Spatial patterns of cell differentiation in developing tissues can be controlled by receptor tyrosine kinase (RTK) signaling gradients, which may form when locally secreted ligands activate uniformly expressed receptors. Graded activation of RTKs can span multiple cell diameters, giving rise to spatiotemporal patterns of signaling through the Extracellular Signal Regulated/Mitogen Activated Protein Kinase (ERK/MAPK), which connects receptor activation to multiple aspects of tissue morphogenesis. This general mechanism has been identified in numerous developmental contexts, from body axis specification in insects to patterning of the mammalian neocortex.
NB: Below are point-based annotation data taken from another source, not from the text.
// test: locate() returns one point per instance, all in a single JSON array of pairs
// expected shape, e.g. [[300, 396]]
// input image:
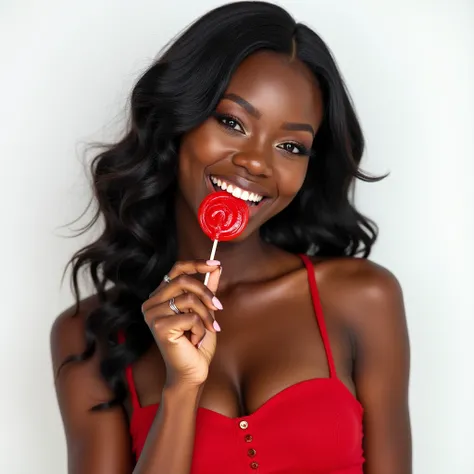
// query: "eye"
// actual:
[[229, 122], [294, 148]]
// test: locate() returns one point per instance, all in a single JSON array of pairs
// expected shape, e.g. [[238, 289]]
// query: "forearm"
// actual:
[[170, 442]]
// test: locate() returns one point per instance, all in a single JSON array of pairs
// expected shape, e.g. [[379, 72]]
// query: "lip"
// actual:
[[252, 209], [242, 183]]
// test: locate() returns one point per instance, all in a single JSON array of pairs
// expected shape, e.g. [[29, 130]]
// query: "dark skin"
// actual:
[[263, 290]]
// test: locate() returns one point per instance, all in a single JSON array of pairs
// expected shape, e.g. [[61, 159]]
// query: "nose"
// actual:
[[256, 163]]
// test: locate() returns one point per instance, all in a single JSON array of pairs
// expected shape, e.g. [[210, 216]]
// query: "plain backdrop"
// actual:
[[66, 71]]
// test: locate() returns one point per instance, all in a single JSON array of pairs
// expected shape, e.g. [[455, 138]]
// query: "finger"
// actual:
[[171, 328], [190, 303], [192, 267], [214, 278], [186, 303], [183, 284]]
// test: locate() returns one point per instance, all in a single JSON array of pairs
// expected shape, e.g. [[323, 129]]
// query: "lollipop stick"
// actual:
[[213, 254]]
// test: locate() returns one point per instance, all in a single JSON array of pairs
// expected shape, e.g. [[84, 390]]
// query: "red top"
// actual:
[[314, 426]]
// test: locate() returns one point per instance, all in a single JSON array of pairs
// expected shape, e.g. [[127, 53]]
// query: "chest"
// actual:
[[272, 338]]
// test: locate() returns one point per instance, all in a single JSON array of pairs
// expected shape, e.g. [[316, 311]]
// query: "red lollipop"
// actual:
[[222, 217]]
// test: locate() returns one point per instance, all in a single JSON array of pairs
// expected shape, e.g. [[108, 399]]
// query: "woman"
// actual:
[[295, 358]]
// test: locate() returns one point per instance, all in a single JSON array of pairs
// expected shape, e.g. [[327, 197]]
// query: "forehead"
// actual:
[[275, 86]]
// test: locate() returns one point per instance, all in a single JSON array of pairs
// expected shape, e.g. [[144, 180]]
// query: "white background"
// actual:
[[66, 69]]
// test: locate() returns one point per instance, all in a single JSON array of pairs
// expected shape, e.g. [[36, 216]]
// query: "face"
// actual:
[[256, 145]]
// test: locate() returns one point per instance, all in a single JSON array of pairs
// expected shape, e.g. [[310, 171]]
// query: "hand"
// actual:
[[187, 341]]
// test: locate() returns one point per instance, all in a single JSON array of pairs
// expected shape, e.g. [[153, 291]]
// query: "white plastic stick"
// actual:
[[213, 254]]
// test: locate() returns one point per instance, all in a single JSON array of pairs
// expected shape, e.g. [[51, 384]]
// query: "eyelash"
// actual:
[[303, 151]]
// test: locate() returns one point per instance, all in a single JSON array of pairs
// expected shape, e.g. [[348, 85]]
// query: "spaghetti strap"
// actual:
[[129, 377], [318, 310]]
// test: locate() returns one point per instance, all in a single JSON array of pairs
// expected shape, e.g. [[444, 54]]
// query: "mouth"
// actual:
[[254, 200]]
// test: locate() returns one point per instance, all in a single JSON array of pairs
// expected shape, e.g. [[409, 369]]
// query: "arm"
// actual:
[[97, 442], [381, 370], [170, 442]]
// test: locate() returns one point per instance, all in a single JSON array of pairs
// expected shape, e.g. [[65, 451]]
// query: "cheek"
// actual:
[[200, 148], [291, 176]]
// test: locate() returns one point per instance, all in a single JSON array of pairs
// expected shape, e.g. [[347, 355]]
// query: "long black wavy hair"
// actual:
[[134, 180]]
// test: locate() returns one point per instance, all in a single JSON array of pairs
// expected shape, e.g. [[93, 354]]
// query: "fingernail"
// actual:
[[217, 303]]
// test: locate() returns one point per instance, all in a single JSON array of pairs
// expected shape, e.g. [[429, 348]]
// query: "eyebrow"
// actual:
[[305, 127]]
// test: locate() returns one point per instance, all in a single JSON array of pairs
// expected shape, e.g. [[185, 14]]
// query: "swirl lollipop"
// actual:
[[222, 217]]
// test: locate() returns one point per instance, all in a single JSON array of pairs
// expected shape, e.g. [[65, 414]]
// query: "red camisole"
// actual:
[[314, 426]]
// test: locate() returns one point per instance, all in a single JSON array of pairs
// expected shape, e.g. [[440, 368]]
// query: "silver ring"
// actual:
[[173, 307]]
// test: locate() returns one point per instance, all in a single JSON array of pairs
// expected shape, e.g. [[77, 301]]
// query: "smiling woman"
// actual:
[[294, 358]]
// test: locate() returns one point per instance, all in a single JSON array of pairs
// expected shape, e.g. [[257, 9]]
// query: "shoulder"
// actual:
[[359, 291], [67, 335], [68, 331]]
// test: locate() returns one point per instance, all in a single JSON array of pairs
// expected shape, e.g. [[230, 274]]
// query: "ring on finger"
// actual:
[[173, 307]]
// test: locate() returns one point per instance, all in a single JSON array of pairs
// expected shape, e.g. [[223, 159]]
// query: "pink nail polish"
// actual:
[[217, 303]]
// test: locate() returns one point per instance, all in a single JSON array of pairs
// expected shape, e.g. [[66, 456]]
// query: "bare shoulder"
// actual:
[[96, 441], [68, 331], [359, 289]]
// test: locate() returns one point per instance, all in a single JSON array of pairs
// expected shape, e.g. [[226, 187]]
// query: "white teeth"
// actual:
[[236, 192]]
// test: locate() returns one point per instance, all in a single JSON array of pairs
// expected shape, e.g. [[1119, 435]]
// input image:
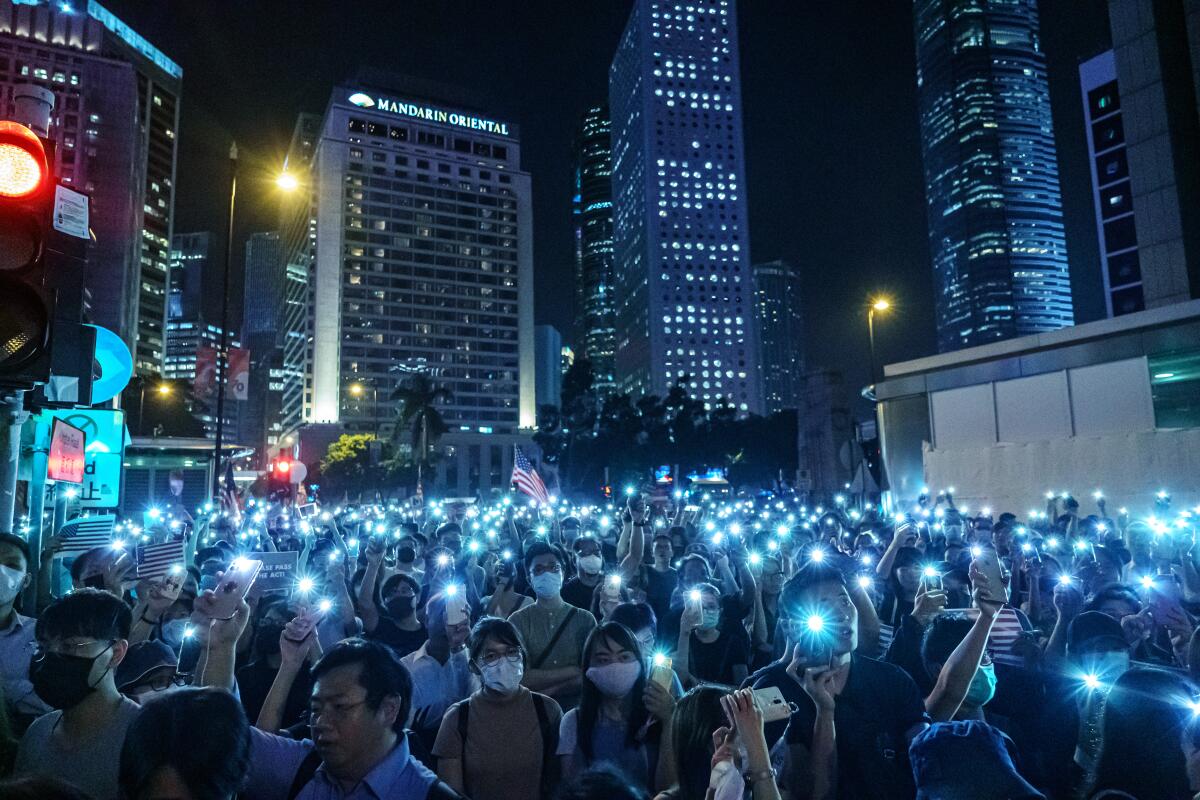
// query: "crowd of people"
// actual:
[[679, 647]]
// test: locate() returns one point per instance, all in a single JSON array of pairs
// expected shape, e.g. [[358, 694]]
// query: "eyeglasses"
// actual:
[[334, 710], [492, 659]]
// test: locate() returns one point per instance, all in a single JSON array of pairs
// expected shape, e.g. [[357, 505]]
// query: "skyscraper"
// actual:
[[423, 260], [1111, 194], [1157, 55], [684, 284], [780, 334], [115, 122], [991, 174], [594, 334]]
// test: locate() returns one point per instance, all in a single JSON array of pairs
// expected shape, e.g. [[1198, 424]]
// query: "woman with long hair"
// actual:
[[1149, 739], [617, 717]]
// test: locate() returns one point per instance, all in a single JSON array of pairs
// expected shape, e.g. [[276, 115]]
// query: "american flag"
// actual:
[[85, 533], [155, 559], [526, 479], [1005, 632]]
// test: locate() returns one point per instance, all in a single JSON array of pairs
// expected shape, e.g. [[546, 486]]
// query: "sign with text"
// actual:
[[279, 571], [66, 461]]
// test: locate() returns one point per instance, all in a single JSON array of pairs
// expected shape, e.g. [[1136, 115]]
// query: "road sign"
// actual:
[[66, 461]]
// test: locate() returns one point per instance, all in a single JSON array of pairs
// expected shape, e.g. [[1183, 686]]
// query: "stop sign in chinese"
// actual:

We review recent quantitative studies of this mechanism in Drosophila oogenesis, an established genetic model of signaling through the Epidermal Growth Factor Receptor (EGFR), a highly conserved RTK.

Figure 1

The body axes of the Drosophila eggshell and the future embryo are established by the asymmetrical localization of the oocyte nucleus, and Gurken (GRK) synthesis, during oogenesis, (a) Schematic of egg chamber development during stages 6–11 of oogenesis (left) and the resulting eggshell (right), (b) grk mRNA accumulates in close proximity of the oocyte nucleus. The protein is locally produced by the oocyte and secreted into the perivitelline space, where it diffuses and binds receptors in the surrounding follicle cells, (c) Activation of EGFR by GRK initiates a protein kinase cascade that leads to double phosphorylation of ERK (dpERK). (d-d’) Dorsal surface and cross section views of egg chambers at different stages of oogenesis. The pattern of ERK activation, as recognized by an antibody specific for the double phosphorylated form of the protein, reflects the distribution pattern of the ligand. During early stages (top), dpERK is activated in a posterior-to-anterior gradient, while at late stages (bottom), dpERK is activated in a dorsal-to-ventral gradient.

Figure 2

Model for the regulation of the expression pattern of broad (br). (a, e) The EGFR pathway regulates br in an incoherent feedforward loop, where EGFR activation induces both br (at a low threshold value θ2) and its repressor R (at a higher threshold value θ2). (b) BR (red) is expressed in two groups of follicle cells (nuclei shown in blue) on either side of the dorsal midline, (c–f) Mathematical model for the two-dimensional distribution of GRK and BR expression. Arrow heads mark the position of the dorsal midline.

Figure 3

Combinatorial code for pattern formation during Drosophila oogenesis, (a) Lateral views of the six building blocks (primitives) used to describe two- dimension expression patterns in the follicle cells. The M and D primitives reflect the activation gradient of the EGFR pathway, while the A primitive reflects the activation of the DPP pathway, (b) The primitives are combined by the Boolean and arithmetic operations of intersection (∩), difference (\), union (∪) and addition (+). These operations are realized at the c/s-regulatory level by the combined action of one or more inputs and the AND, AND (AND NOT), OR and + logic gates. I/O refer to the input/output, respectively, (c-c’”) Expression patterns of the genes argos, pip, 18w and mia can be constructed from the primitives and the combinatorial operations.

Figure 4

Flowchart summarizing the cycle of model development, computational analysis, and experimental validation.